Sure: https://issues.apache.org/jira/browse/SYNCOPE
> And then, I'll document my use cases with the 4 points you focus on.
>
> Finally, what do you mean by "discussion to @dev" ? Sorry I'm a rookie.
No problem; you had to subscribe to user@syncope.apache.org before
posting here, right?
Now you need to also subscribe to dev@syncope.apache.org and we will be
discussing such topics there.
This because user@ is targeted to support people using Syncope, while
dev@ is targeted to support developers contributing to Syncope (and it
looks you want to move to this side).
HTH
Regards.
> Le 28/05/2014 10:21, Francesco Chicchiriccò a écrit :
>> On 27/05/2014 17:23, Bruno SyncopeDev wrote:
>>> [...]
>>> Do you think you could be interested in proposals about developing
>>> third party applications as part of Syncope with new functionnalities ?
>>
>> Ah ok, now I got it: do you mean building specialized Syncope-based
>> solutions for targeting specific use cases?
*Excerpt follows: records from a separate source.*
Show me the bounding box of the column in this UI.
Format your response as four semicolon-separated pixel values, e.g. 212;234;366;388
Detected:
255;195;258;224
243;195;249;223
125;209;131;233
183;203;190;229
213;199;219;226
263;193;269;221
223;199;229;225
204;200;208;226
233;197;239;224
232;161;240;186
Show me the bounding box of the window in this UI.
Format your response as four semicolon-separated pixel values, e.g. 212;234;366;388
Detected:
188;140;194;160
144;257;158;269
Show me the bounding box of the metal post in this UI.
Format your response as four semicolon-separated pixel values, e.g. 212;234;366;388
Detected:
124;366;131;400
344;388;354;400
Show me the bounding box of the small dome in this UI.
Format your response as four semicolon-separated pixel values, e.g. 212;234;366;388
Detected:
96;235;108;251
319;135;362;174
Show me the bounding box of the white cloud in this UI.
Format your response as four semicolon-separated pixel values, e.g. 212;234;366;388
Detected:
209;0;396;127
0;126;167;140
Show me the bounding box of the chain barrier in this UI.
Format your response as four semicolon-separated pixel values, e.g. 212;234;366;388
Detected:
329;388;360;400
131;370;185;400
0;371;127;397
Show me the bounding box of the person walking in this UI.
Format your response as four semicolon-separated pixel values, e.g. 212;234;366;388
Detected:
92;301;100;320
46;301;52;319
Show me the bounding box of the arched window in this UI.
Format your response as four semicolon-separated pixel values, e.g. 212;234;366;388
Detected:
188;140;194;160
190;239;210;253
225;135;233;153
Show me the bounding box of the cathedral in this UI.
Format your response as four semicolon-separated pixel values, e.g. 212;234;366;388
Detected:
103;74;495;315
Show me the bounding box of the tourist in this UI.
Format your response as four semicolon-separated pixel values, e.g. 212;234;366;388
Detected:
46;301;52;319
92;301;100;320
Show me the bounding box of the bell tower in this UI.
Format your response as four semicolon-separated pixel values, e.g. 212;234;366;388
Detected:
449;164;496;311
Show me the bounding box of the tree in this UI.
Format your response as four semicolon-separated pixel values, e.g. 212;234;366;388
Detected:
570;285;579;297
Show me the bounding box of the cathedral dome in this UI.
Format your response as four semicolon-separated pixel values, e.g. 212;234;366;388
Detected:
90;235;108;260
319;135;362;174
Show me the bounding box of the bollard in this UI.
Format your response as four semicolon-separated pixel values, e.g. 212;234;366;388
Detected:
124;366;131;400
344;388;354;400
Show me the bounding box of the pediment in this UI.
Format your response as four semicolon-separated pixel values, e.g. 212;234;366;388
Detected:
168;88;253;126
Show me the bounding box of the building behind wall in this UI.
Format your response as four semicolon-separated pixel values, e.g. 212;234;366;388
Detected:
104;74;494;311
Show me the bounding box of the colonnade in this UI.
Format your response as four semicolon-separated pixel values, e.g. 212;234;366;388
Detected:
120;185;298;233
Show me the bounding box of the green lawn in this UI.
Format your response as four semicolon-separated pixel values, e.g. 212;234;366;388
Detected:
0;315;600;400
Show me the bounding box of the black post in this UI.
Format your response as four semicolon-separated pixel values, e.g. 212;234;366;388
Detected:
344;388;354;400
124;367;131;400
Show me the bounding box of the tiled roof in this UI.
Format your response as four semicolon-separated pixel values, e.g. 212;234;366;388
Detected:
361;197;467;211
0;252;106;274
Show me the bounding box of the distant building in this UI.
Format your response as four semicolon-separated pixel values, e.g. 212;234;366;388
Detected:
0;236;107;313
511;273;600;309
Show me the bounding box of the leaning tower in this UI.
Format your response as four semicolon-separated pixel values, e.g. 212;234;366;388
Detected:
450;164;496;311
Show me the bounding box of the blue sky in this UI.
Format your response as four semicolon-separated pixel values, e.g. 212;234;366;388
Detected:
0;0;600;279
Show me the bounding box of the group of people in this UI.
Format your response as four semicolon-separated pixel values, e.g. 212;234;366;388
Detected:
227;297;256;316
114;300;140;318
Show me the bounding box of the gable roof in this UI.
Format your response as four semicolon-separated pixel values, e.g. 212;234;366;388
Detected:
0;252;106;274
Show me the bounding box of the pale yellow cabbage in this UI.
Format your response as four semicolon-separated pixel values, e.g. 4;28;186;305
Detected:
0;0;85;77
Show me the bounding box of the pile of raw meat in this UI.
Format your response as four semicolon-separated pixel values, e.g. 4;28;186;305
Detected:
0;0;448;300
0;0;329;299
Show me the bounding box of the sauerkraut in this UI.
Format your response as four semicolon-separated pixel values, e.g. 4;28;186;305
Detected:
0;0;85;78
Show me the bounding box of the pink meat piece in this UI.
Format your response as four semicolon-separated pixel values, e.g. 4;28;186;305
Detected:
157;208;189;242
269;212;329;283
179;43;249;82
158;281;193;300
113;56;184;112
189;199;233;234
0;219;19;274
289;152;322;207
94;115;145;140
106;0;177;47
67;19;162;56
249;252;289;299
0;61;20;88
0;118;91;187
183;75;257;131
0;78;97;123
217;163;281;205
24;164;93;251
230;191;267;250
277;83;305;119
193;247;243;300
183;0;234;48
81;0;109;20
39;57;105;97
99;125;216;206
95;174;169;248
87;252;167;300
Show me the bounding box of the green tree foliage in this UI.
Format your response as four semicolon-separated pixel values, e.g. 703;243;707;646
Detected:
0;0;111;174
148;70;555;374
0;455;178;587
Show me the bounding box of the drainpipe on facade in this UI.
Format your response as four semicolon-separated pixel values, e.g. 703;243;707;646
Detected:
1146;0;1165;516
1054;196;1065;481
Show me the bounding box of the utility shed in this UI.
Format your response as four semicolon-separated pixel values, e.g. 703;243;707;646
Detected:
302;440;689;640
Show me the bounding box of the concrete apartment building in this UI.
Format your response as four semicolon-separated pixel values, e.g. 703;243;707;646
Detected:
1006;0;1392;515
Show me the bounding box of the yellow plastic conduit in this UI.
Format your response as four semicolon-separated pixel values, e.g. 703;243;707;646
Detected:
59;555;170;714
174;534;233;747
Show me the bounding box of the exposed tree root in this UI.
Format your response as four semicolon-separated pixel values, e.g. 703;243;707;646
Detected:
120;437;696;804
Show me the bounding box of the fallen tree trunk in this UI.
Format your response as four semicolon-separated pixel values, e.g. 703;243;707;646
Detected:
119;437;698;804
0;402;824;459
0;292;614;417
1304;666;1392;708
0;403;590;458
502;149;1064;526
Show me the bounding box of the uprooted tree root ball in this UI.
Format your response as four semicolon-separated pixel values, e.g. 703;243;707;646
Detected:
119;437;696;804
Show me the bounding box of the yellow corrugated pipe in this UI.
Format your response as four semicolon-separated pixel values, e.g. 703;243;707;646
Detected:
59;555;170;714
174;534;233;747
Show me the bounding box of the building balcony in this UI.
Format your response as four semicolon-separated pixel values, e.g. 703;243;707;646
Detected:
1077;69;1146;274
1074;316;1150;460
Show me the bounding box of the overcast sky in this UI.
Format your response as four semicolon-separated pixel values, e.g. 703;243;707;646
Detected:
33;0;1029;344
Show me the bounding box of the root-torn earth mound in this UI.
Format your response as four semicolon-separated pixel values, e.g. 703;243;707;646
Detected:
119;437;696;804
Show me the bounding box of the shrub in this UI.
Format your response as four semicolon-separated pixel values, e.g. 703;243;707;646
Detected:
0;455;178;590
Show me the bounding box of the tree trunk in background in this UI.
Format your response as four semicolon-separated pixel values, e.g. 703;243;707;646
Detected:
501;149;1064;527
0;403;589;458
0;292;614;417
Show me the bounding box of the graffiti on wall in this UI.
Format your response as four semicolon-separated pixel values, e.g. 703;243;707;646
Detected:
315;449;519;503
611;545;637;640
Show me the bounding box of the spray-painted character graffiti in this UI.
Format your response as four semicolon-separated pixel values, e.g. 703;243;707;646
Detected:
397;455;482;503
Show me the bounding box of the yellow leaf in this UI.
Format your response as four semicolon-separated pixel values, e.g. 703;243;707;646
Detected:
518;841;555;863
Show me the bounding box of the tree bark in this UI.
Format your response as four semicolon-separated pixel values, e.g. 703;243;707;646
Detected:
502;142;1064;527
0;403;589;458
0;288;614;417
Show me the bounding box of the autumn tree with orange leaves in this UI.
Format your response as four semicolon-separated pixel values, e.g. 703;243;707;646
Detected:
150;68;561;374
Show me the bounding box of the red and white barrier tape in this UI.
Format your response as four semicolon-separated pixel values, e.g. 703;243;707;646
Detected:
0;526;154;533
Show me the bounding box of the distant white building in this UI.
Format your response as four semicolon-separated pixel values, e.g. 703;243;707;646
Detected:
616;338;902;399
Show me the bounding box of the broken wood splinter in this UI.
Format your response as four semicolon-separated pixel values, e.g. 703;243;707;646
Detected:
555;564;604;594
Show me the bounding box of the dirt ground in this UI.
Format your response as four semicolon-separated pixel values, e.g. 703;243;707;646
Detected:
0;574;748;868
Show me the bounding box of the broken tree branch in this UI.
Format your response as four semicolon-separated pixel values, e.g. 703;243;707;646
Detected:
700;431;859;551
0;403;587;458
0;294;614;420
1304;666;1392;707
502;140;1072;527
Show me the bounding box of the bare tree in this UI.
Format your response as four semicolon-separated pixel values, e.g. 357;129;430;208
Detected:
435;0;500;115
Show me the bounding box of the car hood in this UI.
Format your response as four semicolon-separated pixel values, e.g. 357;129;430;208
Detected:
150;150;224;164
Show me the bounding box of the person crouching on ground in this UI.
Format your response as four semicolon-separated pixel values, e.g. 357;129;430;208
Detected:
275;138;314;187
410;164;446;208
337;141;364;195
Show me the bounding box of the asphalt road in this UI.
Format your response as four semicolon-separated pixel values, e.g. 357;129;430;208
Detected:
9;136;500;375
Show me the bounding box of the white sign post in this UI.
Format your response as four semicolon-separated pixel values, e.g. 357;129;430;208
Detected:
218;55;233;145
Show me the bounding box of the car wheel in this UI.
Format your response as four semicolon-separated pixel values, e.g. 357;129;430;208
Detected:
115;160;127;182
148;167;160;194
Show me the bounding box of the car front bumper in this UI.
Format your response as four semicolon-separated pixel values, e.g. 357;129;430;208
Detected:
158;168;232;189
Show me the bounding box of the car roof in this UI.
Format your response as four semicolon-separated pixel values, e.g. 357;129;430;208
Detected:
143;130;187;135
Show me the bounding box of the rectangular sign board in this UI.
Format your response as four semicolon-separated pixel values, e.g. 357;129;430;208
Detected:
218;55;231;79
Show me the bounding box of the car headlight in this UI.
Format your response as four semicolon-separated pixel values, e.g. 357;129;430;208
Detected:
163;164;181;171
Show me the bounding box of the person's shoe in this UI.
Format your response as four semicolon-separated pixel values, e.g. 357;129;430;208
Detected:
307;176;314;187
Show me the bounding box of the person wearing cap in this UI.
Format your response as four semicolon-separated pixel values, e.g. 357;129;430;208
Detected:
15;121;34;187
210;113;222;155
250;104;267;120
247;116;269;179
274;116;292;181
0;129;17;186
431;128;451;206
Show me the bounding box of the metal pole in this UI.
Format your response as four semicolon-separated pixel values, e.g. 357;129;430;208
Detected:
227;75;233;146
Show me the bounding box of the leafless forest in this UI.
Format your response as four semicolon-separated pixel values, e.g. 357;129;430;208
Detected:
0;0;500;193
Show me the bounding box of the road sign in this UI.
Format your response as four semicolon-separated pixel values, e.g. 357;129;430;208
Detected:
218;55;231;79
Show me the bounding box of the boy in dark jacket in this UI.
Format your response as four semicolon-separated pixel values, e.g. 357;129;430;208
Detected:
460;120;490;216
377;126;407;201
Great idea.
>>
>>> Examples :
>>> -> Implementing security perimeter
>>> A security administrator is managing a perimeter. He is responsible
>>> of users in this perimeter.
>>> -> Recertification of identities and access roles.
>>
>> It could be the case to start collecting some of these use cases in
>> our wiki: please create an account at
>>
>> http://cwiki.apache.org/confluence/display/SYNCOPE/
>>
>> and then tell me your id so that I can grant you the write permission.
>>
>> IMO, for each use case we should be able to provide at least:
>>
>> 1. high level description
>>
>> 2. detailed requirements
>>
>> 3. possible implementation with reference to current and / or missing
>> Syncope features
>>
>> then finally generate a set of correspondent JIRA issues, to be
>> mapped to one of future releases in the roadmap.
>>
>>> Not sure to be very clear in my question. But I'm trying to
>>> understand if Syncope will evolve in a way that non IT administrator
>>> will have the capability to give and withdraw rights without knowing
>>> the technical layer.
>>> Like : I'm a bank agency manager. I'm responsible for security
>>> administration for 5 persons. I allow a composed business role like
>>> a package attached related to the function of the guy.
>>>
>>> Finally, I'm ready to help on syncope if you need.
>>
>> Oh, it's plenty of help we need here, ranging from our very poor and
>> sparse documentation to actual features (see JIRA).
>>
>> Anyway, I'd say we need to move this discussion to dev@
>>
>> Regards.
>>
>>> 2014-05-27 8:51 GMT+02:00 Francesco Chicchiriccò
>>> <ilgrosso@apache.org <ma...@apache.org>>:
>>>
>>> On 26/05/2014 20:40, Bruno SyncopeDev wrote:
>>>> Hi Francisco,
>>>
>>> Hi Bruno,
>>>
>>>
>>>> Thanks a lot for you reply. I read the nlight ressources on the
>>>> subject a couple of months ago when I thought OpenIDM will
>>>> still be OpenSource in right terms.
>>>> Anyway, I seems there is another OpenSource project called
>>>> MidPoint by Evolveum.
>>>> I don't have any information about the stability of those
>>>> business model : will they still be OpenSource ? etc...
>>>
>>> Eh eh eh, that's one of the reasons why Syncope is a project at
>>> The Apache Software Foundation...
>>>
>>>
>>>> But the support of this product must be expensive.
>>>>
>>>> Anyway, What surprising me, is the fact that there is no
>>>> implementation on common business process proposed in Syncope.
>>>> Maybe I'm wrong ?
>>>> What if you propose some kind of business patterns as the Third
>>>> party Applications ?
>>>
>>> Could you please indicate some samples?
>>>
>>>
>>>> The provisioning system is something very technical. But each
>>>> IAM solutions is shy to propose high level scenarios with
>>>> delegated administrations or dynamic role base management.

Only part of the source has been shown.